In the end, it all boils down to pricing, though, and that is not in favor of the X300s. At 128GB the price is still decent since it includes Wave's software that is worth $40, but at 256GB and 512GB the pricing is quite high. Even if the value of the software is subtracted from the retail price, the X300s is still expensive. To make the comparison fair, I only included drives that support TCG Opal 2.0 / eDrive in the table, which are the X300s' competitiors in the market.

Comparison of ISV Support
  SanDisk X300s Intel SSD Pro 2500 Samsung SSD 850 PRO Samsung SSD 840 EVO Crucial MX100 Crucial M550
Wave EMBASSY Security Center X X - X - X
McAfee Drive Encryption X X - - - -
WinMagic SecureDoc X X - X - X
Absolute Software Secure Drive X - - - - -
Dell Data Protection - X - - - -
Checkpoint Full Disk Encryption X - - - - -

However, I decided to take the comparison one step further and included a comparison of ISV (Independent Software Vendor) support. Basically, the table above tells whether the drive has been validated to work with a certain encryption software and it gives a pretty good picture as to why SanDisk and Intel have separate business SSD lineups. While all the SSDs in the table support TCG Opal 2.0 and eDrive, only the X300s and Pro 2500 have actually been validated by several ISVs. In other words, SanDisk and Intel have taken the extra time and money to work with the ISVs before launching the products, whereas Samsung and Crucial seem to focus on ISV validation post-launch. The 850 Pro and MX100 are currently not supported by any ISVs (at least based on their public compatibility lists) but I am sure that at least Wave and WinMagic will validate the drives sooner than later.

For an SSD that is targeted at business users, it is logical to ensure broad ISV support before the launch, but it still does not justify the price of the X300s. It does offer the broadest ISV support but that argument only holds weight if you plan on using Absolute Software's Secure Drive or Checkpoint's Full Disk Encryption. Otherwise the SSD Pro 2500 offers the same ISV support at a much lower price, or if you plan to use Wave, WinMagic or eDrive the 840 EVO and M550 provide an even better value.

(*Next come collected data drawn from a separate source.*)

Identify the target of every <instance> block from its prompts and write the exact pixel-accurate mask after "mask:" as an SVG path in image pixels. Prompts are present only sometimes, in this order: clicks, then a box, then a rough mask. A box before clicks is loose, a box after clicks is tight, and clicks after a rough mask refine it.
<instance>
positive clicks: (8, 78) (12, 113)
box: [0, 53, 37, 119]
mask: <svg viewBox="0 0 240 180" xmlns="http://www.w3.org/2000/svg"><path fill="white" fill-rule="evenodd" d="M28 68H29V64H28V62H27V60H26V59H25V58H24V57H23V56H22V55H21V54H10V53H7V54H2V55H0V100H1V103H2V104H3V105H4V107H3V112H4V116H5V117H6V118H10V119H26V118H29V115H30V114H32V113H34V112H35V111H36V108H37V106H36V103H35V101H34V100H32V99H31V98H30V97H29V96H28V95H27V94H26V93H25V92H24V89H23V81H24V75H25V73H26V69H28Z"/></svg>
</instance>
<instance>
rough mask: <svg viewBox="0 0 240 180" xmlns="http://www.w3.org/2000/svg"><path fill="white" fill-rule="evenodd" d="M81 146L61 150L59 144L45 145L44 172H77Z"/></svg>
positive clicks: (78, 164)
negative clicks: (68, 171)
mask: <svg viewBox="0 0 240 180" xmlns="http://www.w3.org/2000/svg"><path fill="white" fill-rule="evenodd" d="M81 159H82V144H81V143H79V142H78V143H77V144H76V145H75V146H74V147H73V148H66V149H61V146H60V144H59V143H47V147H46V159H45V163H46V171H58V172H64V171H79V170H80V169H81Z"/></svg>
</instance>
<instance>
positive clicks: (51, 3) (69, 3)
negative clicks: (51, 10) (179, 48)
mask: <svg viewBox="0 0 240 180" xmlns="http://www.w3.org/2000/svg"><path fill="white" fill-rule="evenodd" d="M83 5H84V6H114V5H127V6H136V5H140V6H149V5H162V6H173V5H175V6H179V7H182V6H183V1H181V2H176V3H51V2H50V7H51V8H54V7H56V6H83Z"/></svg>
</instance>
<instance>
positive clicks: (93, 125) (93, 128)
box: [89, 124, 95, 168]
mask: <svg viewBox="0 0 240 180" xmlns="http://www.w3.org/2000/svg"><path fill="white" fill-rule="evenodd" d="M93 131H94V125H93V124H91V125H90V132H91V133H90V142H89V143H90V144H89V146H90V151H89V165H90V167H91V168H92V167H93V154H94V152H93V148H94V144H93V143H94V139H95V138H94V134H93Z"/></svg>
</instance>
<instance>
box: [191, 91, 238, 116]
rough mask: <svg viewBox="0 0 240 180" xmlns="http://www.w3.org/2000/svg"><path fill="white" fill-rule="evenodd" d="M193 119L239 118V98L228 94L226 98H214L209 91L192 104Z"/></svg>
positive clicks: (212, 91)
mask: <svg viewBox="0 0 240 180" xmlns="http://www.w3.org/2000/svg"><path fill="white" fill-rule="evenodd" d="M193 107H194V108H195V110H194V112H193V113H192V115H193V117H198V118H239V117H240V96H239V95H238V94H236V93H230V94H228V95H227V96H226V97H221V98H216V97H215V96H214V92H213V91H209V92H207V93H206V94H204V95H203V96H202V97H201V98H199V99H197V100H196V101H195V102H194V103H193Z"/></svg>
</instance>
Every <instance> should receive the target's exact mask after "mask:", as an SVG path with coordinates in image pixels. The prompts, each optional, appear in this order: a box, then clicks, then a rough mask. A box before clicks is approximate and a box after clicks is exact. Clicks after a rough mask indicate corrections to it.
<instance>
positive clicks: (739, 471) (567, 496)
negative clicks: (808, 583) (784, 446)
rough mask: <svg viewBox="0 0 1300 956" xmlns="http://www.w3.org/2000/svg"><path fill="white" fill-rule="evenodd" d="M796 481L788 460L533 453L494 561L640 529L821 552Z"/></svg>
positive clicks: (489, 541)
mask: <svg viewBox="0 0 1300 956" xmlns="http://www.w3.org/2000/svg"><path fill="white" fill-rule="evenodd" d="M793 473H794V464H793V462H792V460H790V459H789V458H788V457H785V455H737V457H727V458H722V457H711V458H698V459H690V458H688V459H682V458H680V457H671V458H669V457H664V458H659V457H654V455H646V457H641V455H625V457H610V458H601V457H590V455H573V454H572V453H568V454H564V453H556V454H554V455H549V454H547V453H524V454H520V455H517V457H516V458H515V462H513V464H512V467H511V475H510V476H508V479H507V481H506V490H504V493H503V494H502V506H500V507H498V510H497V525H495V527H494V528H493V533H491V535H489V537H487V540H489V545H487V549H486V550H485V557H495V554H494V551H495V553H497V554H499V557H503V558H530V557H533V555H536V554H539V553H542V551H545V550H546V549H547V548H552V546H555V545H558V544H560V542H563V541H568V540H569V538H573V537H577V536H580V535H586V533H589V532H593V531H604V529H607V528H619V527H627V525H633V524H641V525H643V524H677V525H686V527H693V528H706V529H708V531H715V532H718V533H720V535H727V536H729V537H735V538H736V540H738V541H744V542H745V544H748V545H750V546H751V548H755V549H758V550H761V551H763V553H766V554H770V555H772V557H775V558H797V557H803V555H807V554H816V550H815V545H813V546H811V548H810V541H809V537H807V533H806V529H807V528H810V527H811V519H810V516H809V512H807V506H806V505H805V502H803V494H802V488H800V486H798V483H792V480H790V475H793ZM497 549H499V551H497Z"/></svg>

All in all, I like SanDisk's approach of including encryption software with the X300s to make sure that every user has an easy way to enable Opal encryption, but that is ruined by the high pricing. With prices closer to the SSD Pro 2500, we could recommend the X300s over the SSD Pro 2500 as it provides higher performance and already includes Wave's encryption suite. Of course, the retail prices may not tell the whole truth since corporations are likely to buy the drives in bulk with a discount, but as it stands the retail prices at least are too high to make the X300s a good value relative to competing offerings.